While this does convey the idea, the premise is also biased.
> even though it has a total of $100K in the bank after the actual expenses were paid.
People running a business can perfectly understand the concept of liquidity. And yes, just because you transform money to something else, then it doesn't mean that you should not be taxed on it.
The extreme example is a company that buys gold on the last trading day of the year - now there is no profit! On the first day they sell the gold again and does tax eviction.
The core question is to what extend software constitutes an asset or consumption.
(Personally, I do not believe that software constitutes an asset in any meaningful way, but a practical tradeoff could be that software is a 10% asset)
I think you are conflating "software engineers" with "software". A business that pays a software engineer doesn't automatically receive working software in return, especially not in the first year. It doesn't seem fair to assume that paying a dev $200k means that the business received an asset (some code) worth $200k in return, and thus can be taxed on it as if it were an asset producing $200k in profits a year.
I am not conflating, but the law is. Obviously it would be better to have an appraisal of the software - I reckon law makers see the cost of producing ad an ok proxy.
Btw,this is how it is done in many construction projects also. Like bridges, budings, etc.
I don't know how you're supposed to value software. I just reread your original post - picking 10% out of thin air doesn't make much sense either.
Software is more like a blueprint for a building, it's not the building itself. How much is a blueprint worth? If 100 architects spent a year on it, does that mean the blueprint is worth 100 x salaries? It might actually be worth nothing, if the blueprint asks the construction team to do something impossible.
Software is even worse though, because at least with construction, there are known physical models and real-world constraints (like physics) that decide whether a design can or cannot be implemented. A piece of software written today might be entirely unimplementable and worth nothing, but a breakthrough elsewhere in 5 years might make it extremely valuable at that time
I really agree in all your points, and the the 10% would be the proposed practical middle ground - but it is neither a good model.
I don't know how to tax this.
But I can identify the issue: You can channel your revenue into a non-taxible assets that you can bring into the next accounting period tax free.
Regardless of this is stocks, bonds, gold, unsold inventory, or IP, that is not fair.
I would hope for someone to device something that is fair and easy to understand.
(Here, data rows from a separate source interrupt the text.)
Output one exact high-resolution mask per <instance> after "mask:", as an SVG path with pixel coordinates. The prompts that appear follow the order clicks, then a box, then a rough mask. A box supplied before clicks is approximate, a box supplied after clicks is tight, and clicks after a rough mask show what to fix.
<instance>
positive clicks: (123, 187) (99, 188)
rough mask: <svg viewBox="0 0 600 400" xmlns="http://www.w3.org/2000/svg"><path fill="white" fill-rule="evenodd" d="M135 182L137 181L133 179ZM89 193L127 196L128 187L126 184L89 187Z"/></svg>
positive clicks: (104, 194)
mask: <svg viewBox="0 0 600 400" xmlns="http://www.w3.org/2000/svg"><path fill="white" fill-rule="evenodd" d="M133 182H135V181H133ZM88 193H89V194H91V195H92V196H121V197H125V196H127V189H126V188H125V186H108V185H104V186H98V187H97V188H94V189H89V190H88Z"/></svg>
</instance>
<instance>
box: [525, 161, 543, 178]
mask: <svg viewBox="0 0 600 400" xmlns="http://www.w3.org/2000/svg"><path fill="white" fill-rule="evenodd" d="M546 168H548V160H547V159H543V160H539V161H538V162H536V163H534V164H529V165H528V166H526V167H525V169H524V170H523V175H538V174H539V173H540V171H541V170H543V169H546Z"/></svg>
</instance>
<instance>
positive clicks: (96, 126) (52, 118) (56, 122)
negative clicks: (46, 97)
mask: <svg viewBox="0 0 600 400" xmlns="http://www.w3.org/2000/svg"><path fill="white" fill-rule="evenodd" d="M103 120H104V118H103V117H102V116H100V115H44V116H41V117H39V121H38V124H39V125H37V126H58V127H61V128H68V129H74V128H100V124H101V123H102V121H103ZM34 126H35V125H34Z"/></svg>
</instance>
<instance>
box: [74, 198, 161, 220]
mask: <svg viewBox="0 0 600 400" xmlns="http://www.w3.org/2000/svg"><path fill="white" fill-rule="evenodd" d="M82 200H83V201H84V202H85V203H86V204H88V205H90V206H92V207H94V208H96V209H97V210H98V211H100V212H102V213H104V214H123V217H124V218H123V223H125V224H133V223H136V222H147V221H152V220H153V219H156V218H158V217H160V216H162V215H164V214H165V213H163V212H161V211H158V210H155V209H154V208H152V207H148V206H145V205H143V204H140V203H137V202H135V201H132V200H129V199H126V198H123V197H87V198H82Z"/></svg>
And then I would hope for them to get it through to the politicians.
Um, so you have it so that if I hire (let’s say) bridge engineer for 100$ but he doesn’t get any materials and produces only paper model which I sell for 1$ does it mean I’m going to be taxed based on 101$ ?
andrewlgood is explaining the capitalization process in another thread under this post - I can recommend reading that.
> The core question is to what extend software constitutes an asset or consumption.
Isn't part of the problem with our industry that, even it is an asset, its value can be hard to determine even for a long time after you've written it, and it may be pretty weakly related to how much you paid to build it?
- you might have spent a lot on developers last year but next year you find out that you're the new Quibi and no one wants to use your product
- you might have had a small, tight team and what you built turns out to be hugely valuable (like instagram or whatsapp)
- ... and to the degree that the software is part of a valuable business, how do you really assign value to the software as versus the go-to-market plan, the partnership/distribution agreements, etc that helped make the business succeed?
These risks would appear to be the same as a shoe producer wanting to bring shoes to market - regardless they are still taxed on the value of their inventory.
Some of the risks are similar, but your "regardless" is bypassing the point.
We can value a real shoe pretty well. But what if we could duplicate all the shoes we built for less than a penny per pair? What would be the value of our inventory?
There are pretty established accounting rules for this.
For valuing digital goods?
Are those rules smarter than looking at the money it took to make? If so please share where I can read more.
If not, then despite being "established" the problem isn't solved.
> The extreme example is a company that buys gold on the last trading day of the year - now there is no profit! On the first day they sell the gold again and does tax eviction.
In this example, it seems like you're assuming that the revenue from the sale of the gold would not be taxable, but I don't see why that should or would be the case.
ETA: also, gold is far, far more fungible than any particular software
> The core question is to what extend software constitutes an asset
Maybe we can finally deduct all that technical debt.
If a software project fails can we claim depreciation, like after a car crash?
Well, until now you automatically had depreciation.
In the future you will still get it automatically, just deferred.
You have the same, automatic deferral, with cars.
But if you're in a crash, and it's a total loss, you can depreciate faster, which is helpful because you might need to buy a new one.
So, since they're assets, can we write off software projects that fail?